1 - Les solutions de facilité qui sont telles, même si elles ont pour elles une tradition et peuvent passer pour vénérables ou si elles sont le pur produit d’une technique de modélisation. Estimables ou efficaces, elles passent pour sérieuses. Les imbéciles se réfèrent à la validité, terme employé en logique, disent dans leur langue de bois qu’elles sont valables. Pas de pensée dans ce cas, à courte vue.

2 - Il y a la façon de présenter les choses qui est indigne, mais le contraire ne l’est pas moins, compte tenu du réel en jeu dans notre époque. Chacun abuse à sa manière de la confusion entretenue entre les savants et les scientifiques. 

  Car il y a une façon constante de croire s’opposer à la montée de la démagogie. il suffirait de dire : « Ce n’est pas si simple ! », à toute occasion où quelqu’un émet une banalité qui fait voir le scandale d’une situation présente. Sans rien ajouter. D’un air de vous dire que vous ne pouvez pas comprendre, les mêmes ajoutent : « C’est plus compliqué ! ».

  Certes, mais si c’est si compliqué, reste à notre charge de bien l’expliquer. À moins que ce ne soit trop compliqué, voire inexplicable. Lorsque l’on ne peut pas s’expliquer, mieux vaut se taire.

  Les psychanalystes ont fait grand usage de cet adage wittgensteinien, car si vous avez commencé à parler, engagé dans cette responsabilité, il faut aller jusqu’au bout, enveloppé dans le silence condescendant des autres et puis de l’Autre.

  Nous tenons que même depuis la psychanalyse nous pouvons donner des explications. 

  Or nous sommes à l’époque du plus grand nombre, certains ont dit : « les masses ». Certes il y a une différence entre un et plusieurs.

  Nous savons que, dans une foule, il y a une baisse des capacités intellectuelles et une plus grande violence de ceux qui y participent, mais est-il pour autant légitime de considérer qu’une diffusion de grande ampleur s’adresse à une foule organisée comme telle ?

  Si précisément, il faut des relais entre la pensée et le plus grand nombre, ces relais sont bien responsables de ce qui se produit d’une manière massive dans un grand ensemble et la psychologie des foules n’est qu’un alibi pour les tenants de telles ou telles techniques, non pensées, afin de se défausser de leur responsabilité.

  Il est un lieu d’argumentation dans les manuels de savoir manipuler propice à cette démission.

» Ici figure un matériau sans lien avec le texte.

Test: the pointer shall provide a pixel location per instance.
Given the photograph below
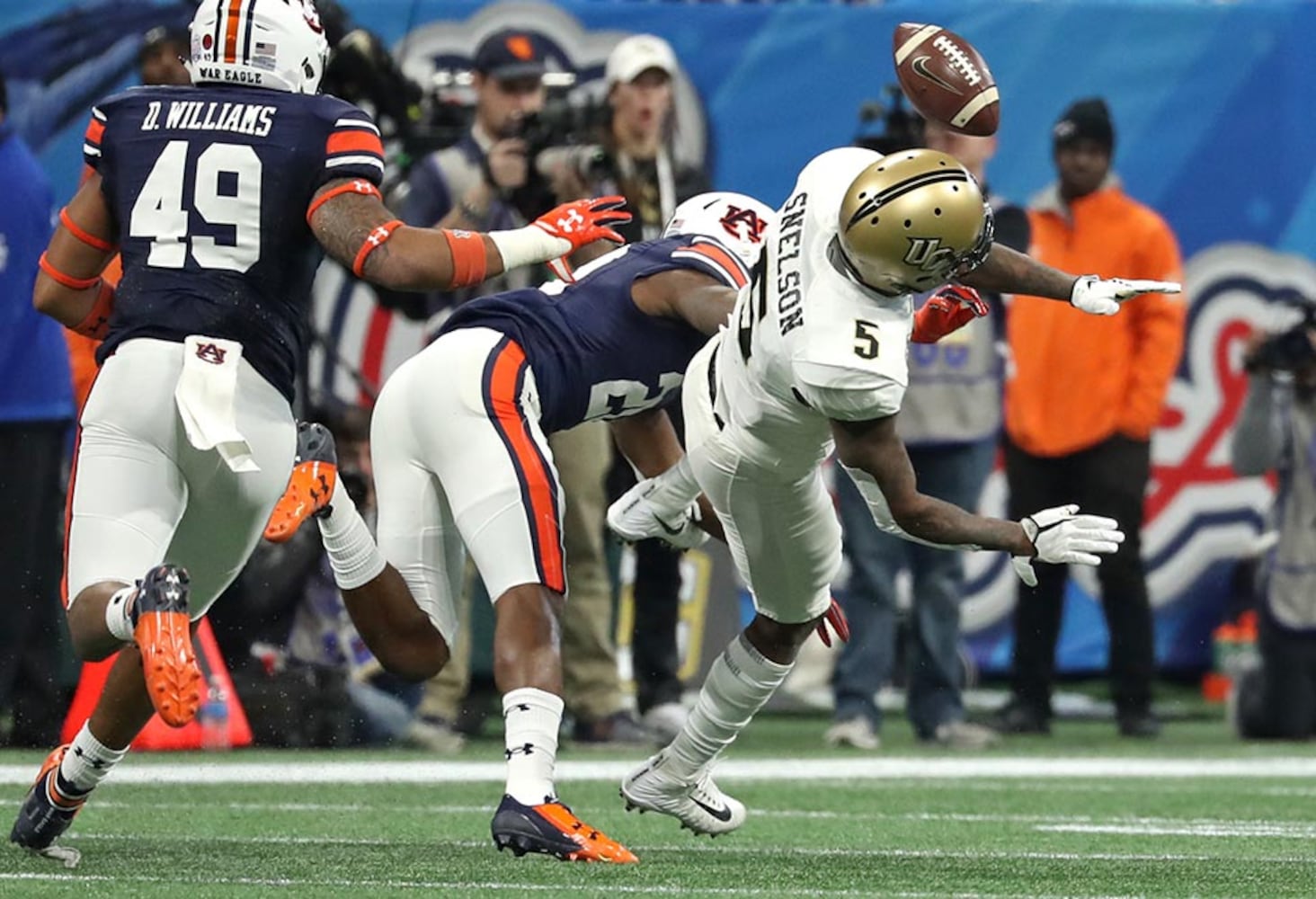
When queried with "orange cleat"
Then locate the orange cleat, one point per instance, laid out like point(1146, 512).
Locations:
point(553, 830)
point(315, 471)
point(162, 629)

Il s’agit de rabaisser les effets du dire[ii] sous les auspices de la crédibilité. Il s’agit en fait de couvrir la crétinité de ce commentaire qui méconnaît la structure du langage. Un commentaire rigide qui surplombe son objet, sorte de métalangage figé.

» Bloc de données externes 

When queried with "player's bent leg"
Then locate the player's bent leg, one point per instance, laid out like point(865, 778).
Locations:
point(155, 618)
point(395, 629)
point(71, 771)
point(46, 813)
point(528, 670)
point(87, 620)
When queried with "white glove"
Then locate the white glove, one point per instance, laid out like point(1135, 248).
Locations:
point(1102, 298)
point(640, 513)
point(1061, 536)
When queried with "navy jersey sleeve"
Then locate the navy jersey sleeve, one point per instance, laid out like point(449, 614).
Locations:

  La structure du langage, c’est au contraire la pulsation nécessaire entre langage et commentaire qui les fait se distinguer dans l’identité. Structure involutive dont il est difficile de se saisir.

  À partir de cette structure topologique, il ne s’agit pas de faire la psychologie du savant, mais de suivre les coordonnées des fonctions et des objets de fictions qui sont alors nécessités. Il y a une différence entre un automate abstrait, comme une machine de Turing, qui n’est jamais qu’une grammaire d’un type spécial, et sa réalisation sous l’aspect d’un ordinateur. Le premier a permis de concevoir et de fabriquer le second. De ce fait nous sommes maintenant à l’ère des processus semi-récursifs et non récursifs.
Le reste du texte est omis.